Once this runs, you'll find a file /tmp/perfdat/ransac_rst.dat with the timing value.  If you run the program repeatedly (and start_test has an option -num-trials to make multiple runs with only one compilation) you'll see them added to the end.

Resource Usage

There are several tools available to help track resource usage by programs.

For debugging memory usage, Chapel programs will run under valgrind.  We found the results weren't very useful, though, because the runtime has many leaks.  There are also command line options when you run a program.  --memStats prints a table with the amounts that have been allocated and freed, --memLeaksByType the source of memory that's not been freed when the program ends, and --memLeaks a full list of all unfreed memory, including where in the program it was allocated.

If you compiled Chapel with the hwloc package, it contains several programs to discover the system's layout.  They're found in CHPL_HOME/third-party/hwloc/install/<arch>/bin.  lstopo will show the system's topology graphically.  hwloc-info and hwloc-ls will print the information on the console.

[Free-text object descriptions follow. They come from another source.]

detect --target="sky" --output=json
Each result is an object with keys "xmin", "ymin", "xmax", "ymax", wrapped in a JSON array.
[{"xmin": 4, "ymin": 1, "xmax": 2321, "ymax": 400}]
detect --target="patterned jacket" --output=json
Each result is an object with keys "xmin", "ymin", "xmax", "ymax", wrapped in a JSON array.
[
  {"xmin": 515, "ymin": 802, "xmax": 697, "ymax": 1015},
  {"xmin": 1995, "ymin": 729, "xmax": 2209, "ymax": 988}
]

The October 2015 Chapel release contains a new monitoring tool called chplvis, found in CHPL_HOME/tools/chplvis.  To use it you add two calls to start and stop the service, and can add tags to monitor smaller sections of your program.

    use VisualDebug;

    startVdebug(dirname);

    /* do work */

    tagVdebug(tagname);

    /* do more work */

    stopVdebug();

As the program runs it will write information about the tasks that are created and when they start and finish to a file in the given directory.  The chplvis program graphically displays the resource usage on each node, such as CPU usage, number of tasks, and inter-locale communication.  The graphical display doesn't seem very useful for our setup with its single CPU, but the raw data the VisualDebug module generates does look interesting.  For the ransac programs it shows that the kdtree generates more tasks that there are computing units, meaning that many will be idled, while the forall loops used during alignment are tailored to the number of cores.